The fact that the pit kids began smoking a lot earlier than the preppies gave us an image as the “bad kids.” This label wasn’t true, but it stuck to us all through high school.
Though we resented being labeled, we also liked our image. We liked the power of knowing someone was scared of us. We felt that the preps had
been stepping on us for so long; it was time for them to feel small by being scared of us for a change.

I hung out with the “bad kids” in the pit, but I didn’t smoke. I was an honors student and I was respected by my teachers. I was proud to be a pitter, though, and I think my presence there helped to reverse some of the stereotypes that pitters are the kind of peo­ple who don’t get anywhere in life.

And the preps weren’t so perfect, either. Many cheated on tests and started smoking. Junior year, rumors began to fly about their wild parties. They would drink heavily and get high on the week­ends, and their parties were hook-up fests.
The strange thing was, they seemed proud of that, because they’d talk loudly in class about their sexual exploits. I heard banter kids say things like, “Hey Doug, do you remember when we slept together sopho­more year to get experience?” Or the head cheerleader saying to her friend in the middle of class, “Yeah, it was Alex’s first time, so the sex was kind of lame, you know?” I guess having sex was a status symbol to them.
But they were still seen by everyone in town and in school as the good kids, the golden children, the kids who could do no wrong, even though they did.

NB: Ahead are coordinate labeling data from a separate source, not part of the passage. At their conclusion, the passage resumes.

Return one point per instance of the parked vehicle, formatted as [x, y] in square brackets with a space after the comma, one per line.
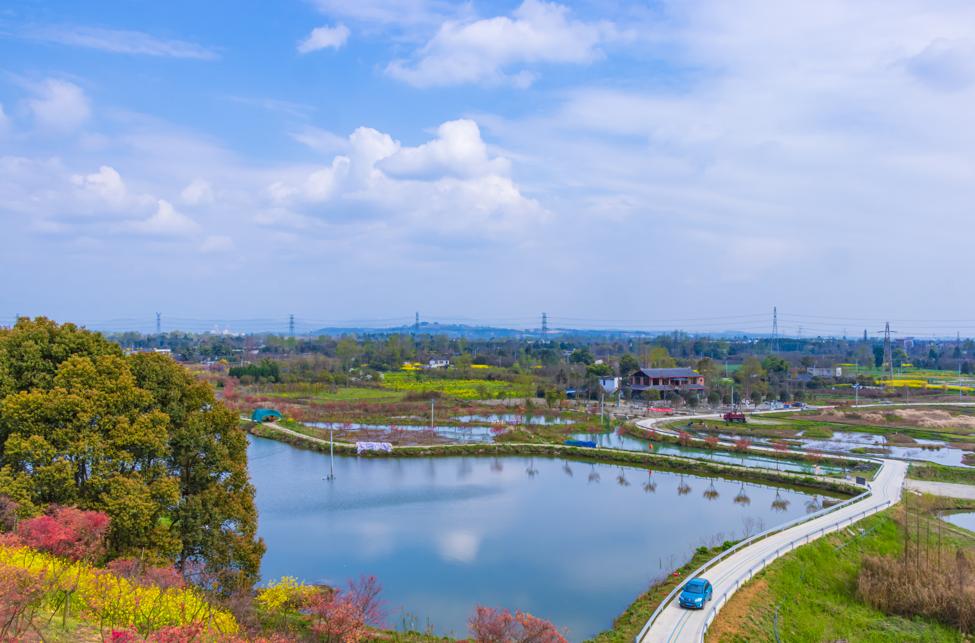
[696, 593]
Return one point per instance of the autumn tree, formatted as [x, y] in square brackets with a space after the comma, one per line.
[136, 437]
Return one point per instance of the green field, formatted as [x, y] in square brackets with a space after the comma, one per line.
[467, 389]
[810, 594]
[941, 473]
[339, 394]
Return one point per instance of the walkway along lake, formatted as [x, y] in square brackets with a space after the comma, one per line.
[571, 542]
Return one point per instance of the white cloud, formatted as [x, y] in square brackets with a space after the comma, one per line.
[106, 185]
[216, 244]
[392, 12]
[324, 38]
[166, 222]
[321, 140]
[198, 192]
[448, 186]
[121, 42]
[59, 106]
[458, 151]
[945, 64]
[485, 50]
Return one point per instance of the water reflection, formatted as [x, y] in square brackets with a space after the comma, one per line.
[445, 534]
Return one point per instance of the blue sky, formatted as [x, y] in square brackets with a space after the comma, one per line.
[626, 162]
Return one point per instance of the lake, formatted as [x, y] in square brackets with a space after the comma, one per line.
[574, 543]
[630, 443]
[963, 520]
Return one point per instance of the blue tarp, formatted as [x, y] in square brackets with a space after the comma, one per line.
[263, 415]
[589, 444]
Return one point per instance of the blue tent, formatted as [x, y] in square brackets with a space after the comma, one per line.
[265, 415]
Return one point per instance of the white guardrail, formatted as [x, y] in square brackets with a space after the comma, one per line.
[758, 566]
[789, 546]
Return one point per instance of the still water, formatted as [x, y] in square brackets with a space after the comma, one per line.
[571, 542]
[631, 443]
[844, 442]
[964, 520]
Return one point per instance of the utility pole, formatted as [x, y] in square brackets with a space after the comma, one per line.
[888, 352]
[775, 329]
[331, 453]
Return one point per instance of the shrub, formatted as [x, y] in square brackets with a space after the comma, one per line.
[489, 625]
[945, 592]
[140, 573]
[68, 532]
[8, 514]
[113, 601]
[20, 593]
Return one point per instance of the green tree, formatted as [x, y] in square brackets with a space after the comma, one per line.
[658, 357]
[751, 377]
[628, 365]
[137, 437]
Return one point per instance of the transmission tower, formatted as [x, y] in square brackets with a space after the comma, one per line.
[775, 328]
[888, 351]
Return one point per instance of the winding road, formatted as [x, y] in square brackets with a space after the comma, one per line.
[677, 624]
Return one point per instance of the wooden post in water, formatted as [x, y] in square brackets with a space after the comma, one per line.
[331, 454]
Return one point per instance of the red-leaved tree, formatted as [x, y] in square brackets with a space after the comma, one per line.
[344, 616]
[490, 625]
[67, 531]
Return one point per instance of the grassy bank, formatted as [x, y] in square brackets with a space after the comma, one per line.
[612, 456]
[810, 594]
[786, 456]
[941, 473]
[628, 624]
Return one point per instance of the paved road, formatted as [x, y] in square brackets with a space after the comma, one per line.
[946, 489]
[678, 625]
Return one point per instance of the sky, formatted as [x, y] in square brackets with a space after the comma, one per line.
[688, 163]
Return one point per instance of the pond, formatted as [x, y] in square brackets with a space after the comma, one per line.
[925, 450]
[514, 418]
[571, 542]
[465, 433]
[631, 443]
[963, 520]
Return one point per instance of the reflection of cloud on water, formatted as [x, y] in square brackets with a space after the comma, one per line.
[458, 546]
[376, 539]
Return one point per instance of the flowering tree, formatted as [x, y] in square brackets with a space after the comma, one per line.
[490, 625]
[20, 593]
[344, 616]
[67, 531]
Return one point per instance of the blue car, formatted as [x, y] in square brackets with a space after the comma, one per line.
[696, 593]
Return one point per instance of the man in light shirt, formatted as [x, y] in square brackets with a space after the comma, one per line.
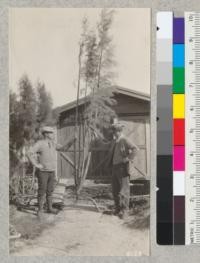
[124, 152]
[43, 157]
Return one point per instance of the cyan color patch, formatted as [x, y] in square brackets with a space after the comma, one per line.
[178, 55]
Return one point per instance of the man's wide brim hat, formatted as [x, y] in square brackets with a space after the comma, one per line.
[47, 129]
[117, 126]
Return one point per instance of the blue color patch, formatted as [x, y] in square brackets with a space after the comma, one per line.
[178, 55]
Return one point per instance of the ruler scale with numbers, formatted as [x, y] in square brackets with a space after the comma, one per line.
[192, 131]
[178, 128]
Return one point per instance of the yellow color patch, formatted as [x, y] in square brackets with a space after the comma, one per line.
[178, 106]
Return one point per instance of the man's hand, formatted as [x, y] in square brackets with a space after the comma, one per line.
[39, 166]
[125, 159]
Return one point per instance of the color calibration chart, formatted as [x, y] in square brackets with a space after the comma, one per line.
[178, 128]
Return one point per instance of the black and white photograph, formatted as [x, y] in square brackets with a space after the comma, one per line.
[79, 131]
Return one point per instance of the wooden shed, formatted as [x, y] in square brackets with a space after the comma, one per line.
[132, 109]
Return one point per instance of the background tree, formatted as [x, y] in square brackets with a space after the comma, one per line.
[27, 108]
[44, 105]
[99, 74]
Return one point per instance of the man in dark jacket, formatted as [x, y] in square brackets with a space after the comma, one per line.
[124, 152]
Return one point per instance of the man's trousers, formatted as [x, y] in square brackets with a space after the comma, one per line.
[46, 180]
[121, 186]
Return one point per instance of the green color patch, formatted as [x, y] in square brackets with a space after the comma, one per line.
[178, 80]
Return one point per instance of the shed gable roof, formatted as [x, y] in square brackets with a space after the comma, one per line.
[119, 90]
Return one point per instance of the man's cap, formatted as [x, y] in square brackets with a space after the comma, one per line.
[47, 129]
[117, 126]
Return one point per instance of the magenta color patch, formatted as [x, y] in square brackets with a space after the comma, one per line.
[179, 158]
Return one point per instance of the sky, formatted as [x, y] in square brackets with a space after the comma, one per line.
[43, 43]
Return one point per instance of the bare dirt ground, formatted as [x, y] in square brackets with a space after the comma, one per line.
[81, 230]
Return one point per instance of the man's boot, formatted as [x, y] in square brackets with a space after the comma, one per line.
[50, 207]
[40, 212]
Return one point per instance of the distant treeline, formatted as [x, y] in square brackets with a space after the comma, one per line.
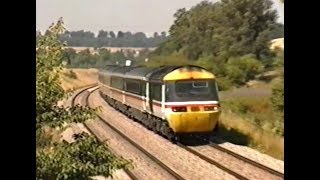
[111, 39]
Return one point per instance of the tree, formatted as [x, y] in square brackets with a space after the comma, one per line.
[229, 28]
[85, 156]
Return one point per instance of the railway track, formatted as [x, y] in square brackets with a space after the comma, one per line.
[187, 148]
[128, 172]
[247, 160]
[153, 158]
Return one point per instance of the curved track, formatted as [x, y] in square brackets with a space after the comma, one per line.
[132, 176]
[177, 176]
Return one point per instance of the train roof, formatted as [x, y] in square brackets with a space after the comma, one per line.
[153, 74]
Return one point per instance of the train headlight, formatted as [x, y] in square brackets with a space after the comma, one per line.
[179, 109]
[211, 108]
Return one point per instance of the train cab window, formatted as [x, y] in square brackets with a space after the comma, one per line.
[133, 86]
[156, 91]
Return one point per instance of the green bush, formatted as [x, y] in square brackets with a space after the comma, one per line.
[240, 70]
[81, 159]
[277, 97]
[258, 111]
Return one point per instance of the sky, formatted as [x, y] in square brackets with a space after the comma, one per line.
[146, 16]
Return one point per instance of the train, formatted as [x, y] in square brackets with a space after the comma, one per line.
[173, 101]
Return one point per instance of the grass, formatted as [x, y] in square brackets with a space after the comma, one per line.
[248, 119]
[77, 78]
[238, 130]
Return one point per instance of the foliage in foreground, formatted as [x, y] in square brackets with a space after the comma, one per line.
[77, 160]
[85, 156]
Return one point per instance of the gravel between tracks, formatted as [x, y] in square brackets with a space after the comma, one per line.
[255, 155]
[245, 169]
[181, 161]
[144, 168]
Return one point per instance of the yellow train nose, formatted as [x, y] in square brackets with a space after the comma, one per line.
[193, 121]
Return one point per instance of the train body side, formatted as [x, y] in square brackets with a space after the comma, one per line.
[161, 99]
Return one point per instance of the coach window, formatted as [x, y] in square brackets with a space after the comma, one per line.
[133, 86]
[156, 88]
[117, 82]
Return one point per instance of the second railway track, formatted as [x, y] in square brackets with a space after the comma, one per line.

The parents of kids who’ve done school shootings get a lot of criticism because they didn’t know their kids were so troubled. But in my town, too, all the parents turned a blind eye to their kids’ behavior.
So did the teachers and the police, who would smile proudly at the good kids while the pitters were considered lowlifes.
I’m not trying to say that all the preppies were bad people. But the preps’ behavior was offensive to me because they were always seen as perfect students, athletes, and kids—when they were not. And we were seen as the bad kids, the outcasts.
In truth, we formed our own clique only because we were rejected by everyone else. The preppies pushed us aside. This hypocrisy still makes me angry.

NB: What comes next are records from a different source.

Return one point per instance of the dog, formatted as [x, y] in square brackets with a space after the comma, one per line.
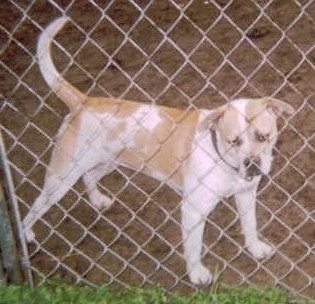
[206, 155]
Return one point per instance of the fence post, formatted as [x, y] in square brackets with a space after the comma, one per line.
[11, 257]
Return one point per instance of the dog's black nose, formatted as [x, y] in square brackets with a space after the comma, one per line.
[252, 166]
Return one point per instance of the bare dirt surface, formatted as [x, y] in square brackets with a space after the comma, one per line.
[188, 54]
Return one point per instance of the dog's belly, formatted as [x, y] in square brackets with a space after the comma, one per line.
[154, 140]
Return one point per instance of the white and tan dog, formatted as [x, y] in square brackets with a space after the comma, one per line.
[206, 155]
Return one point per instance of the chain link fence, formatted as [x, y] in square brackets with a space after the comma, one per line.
[182, 54]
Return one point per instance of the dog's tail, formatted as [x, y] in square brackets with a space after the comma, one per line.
[71, 96]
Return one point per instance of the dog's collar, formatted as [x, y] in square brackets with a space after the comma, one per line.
[216, 148]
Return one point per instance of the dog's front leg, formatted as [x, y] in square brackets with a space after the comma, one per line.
[193, 222]
[246, 205]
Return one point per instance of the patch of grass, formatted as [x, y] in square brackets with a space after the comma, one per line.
[57, 292]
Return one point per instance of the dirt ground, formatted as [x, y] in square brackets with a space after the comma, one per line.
[186, 55]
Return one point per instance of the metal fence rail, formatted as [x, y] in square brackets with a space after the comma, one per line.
[178, 53]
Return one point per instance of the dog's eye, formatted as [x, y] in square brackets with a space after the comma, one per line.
[261, 137]
[235, 142]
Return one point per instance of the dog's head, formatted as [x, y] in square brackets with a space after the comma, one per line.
[246, 132]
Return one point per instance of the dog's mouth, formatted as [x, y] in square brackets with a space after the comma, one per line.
[252, 168]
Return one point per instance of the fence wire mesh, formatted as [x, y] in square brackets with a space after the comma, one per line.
[182, 54]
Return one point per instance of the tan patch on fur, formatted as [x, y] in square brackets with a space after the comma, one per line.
[163, 152]
[65, 143]
[258, 115]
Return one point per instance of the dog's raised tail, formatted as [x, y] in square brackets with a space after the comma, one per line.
[71, 96]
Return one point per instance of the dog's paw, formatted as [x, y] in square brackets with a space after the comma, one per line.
[200, 275]
[260, 250]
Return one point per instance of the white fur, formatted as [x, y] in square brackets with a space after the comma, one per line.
[170, 145]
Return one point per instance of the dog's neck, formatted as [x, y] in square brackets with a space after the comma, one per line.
[214, 140]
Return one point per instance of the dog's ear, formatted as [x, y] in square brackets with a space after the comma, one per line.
[212, 119]
[279, 107]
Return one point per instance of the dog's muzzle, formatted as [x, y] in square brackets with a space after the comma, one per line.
[252, 167]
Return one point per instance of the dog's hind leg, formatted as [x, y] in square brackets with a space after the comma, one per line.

I think school shootings could happen at any high school. But I don’t be­lieve the trouble is with groups like mine I don't know who are to blame. We should be thinking about the attitudes of the mainstream kids—the “jocks” or the “preps” or whomever—the popular groups in school who make other students feel rejected, angry, and depressed about themselves. My group wasn’t dangerous at all. We were just kids pushed aside who stopped trying to fit in.

The potentially dangerous kids are ones who withdraw from everyone, who seem hostile toward everyone. My high school had a group like this. A few boys didn’t fit in anywhere. They wore dark clothes (really—it’s not a stereotype) and sat in the back of their classes.
They weren’t interested in school and didn’t talk much to other people, but when they did they were rude to pretty much every­body. They loved computers, guns, and video games.

I can easily see how someone from that group could commit hate crimes. I can also see how it would be just like a video game for them.
Those boys didn’t handle their feelings of alienation in a healthy way. The scary thing is that it’s hard to tell the innocent, quiet, withdrawn kids from the hateful, planning, withdrawn kids.

The kids who do school shootings are not the only people to blame. I am not trying to justify violence in any way and school shootings are a horrible thing. But a lot of the kids who do shootings had been treated terribly. Even so, they will always be seen as the bad guys, the monsters. But isn’t there another side to the story?

People need to understand how cruel the popular cliques can be to outsiders. The popular kids (and their parents) believe they’re so perfect that they can’t see their own faults.
Instead of pulling schools and communities together, cliques drive people apart. The popular kids become scared of the people they cast out, we all become more separated, and the alienation grows.